La greffe ne reste qu'un "traitement" et ne permet pas de se soustraire à un suivi médical régulier "assez contraignant". Dans les premiers temps, des prises de sang tous les deux jours, puis ce bilan sanguin et ce suivi médical s'espacent un petit peu. Un médicament indispensable est administré en perfusion, un anti-rejet, une fois par mois, et à vie.

Ne s'interdire - presque - rien

Sportif accompli, Emmanuel Gastaud s'impose des entrainements réguliers et ambitionne déjà d'effectuer plusieurs courses avant la fin de l'été. Pour y parvenir, il maintient une condition physique et un régime alimentaire particuliers. Il ne se refuse pourtant pas de "boire une bière de temps en temps", car il sait que tout peut s'arrêter à tout moment. Ce maintien d'une hygiène de vie irréprochable est comme un hommage qu'il fait au donneur de son rein, un cadeau inestimable qu'il est primordial de chérir, car "on ne sait jamais jusqu'à quand le greffon peut tenir". 

Don d'organes

Les mentalités ont évolué depuis quelques années. 2017 a été un tournant. Dorénavant, le principe de consentement présumé est renforcé. Une personne qui ne souhaite pas donner un organe à sa mort doit se faire inscrire sur un registre national. La transplantation d'un rein est particulière parce qu'il s'agit du seul organe que l'on peut donner de son vivant. Mais cette opération a changé la vie d'Emmanuel Gastaud, comme pour 60.000 Français.
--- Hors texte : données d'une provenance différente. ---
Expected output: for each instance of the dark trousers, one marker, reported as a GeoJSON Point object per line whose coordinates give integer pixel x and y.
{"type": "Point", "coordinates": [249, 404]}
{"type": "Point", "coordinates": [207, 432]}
C'est souvent l'éternel débat. Oui, ça peut faire peur la transplantation, d'un point de vue physique évidemment et d'un point de vue philosophique, si je peux dire, d'avoir l'organe d'une autre personne à l'intérieur. Je veux bien mettre mon histoire un peu à jour pour sensibiliser les gens au don d'organes et à la transplantation.

Emmanuel Gastaud, triple médaillé des World Transplant Games

Rencontré à la fin de l'année 2022 par une équipe de France 3 Côte d'Azur, Emmanuel Gastaud avait témoigné dans un reportage diffusé lors du journal télévisé.

Avec ses deux médailles d'or, Emmanuel Gastaud participera aux prochaines épreuves dédiées aux transplantés, lors des Jeux européens. Pour défendre ses titres, mais aussi pour continuer à communiquer autour de ces interventions médicales qui peuvent changer la vie des personnes en attente d'une greffe.

Le 11 juin prochain, l'association d'Emmanuel Gastaud organisera la 4e édition des Relais de l'Espoir. De quoi réunir des greffés, des proches de patients et des soignants pour relever un défi sportif : vivre trois étapes sportives du triathlon ensemble.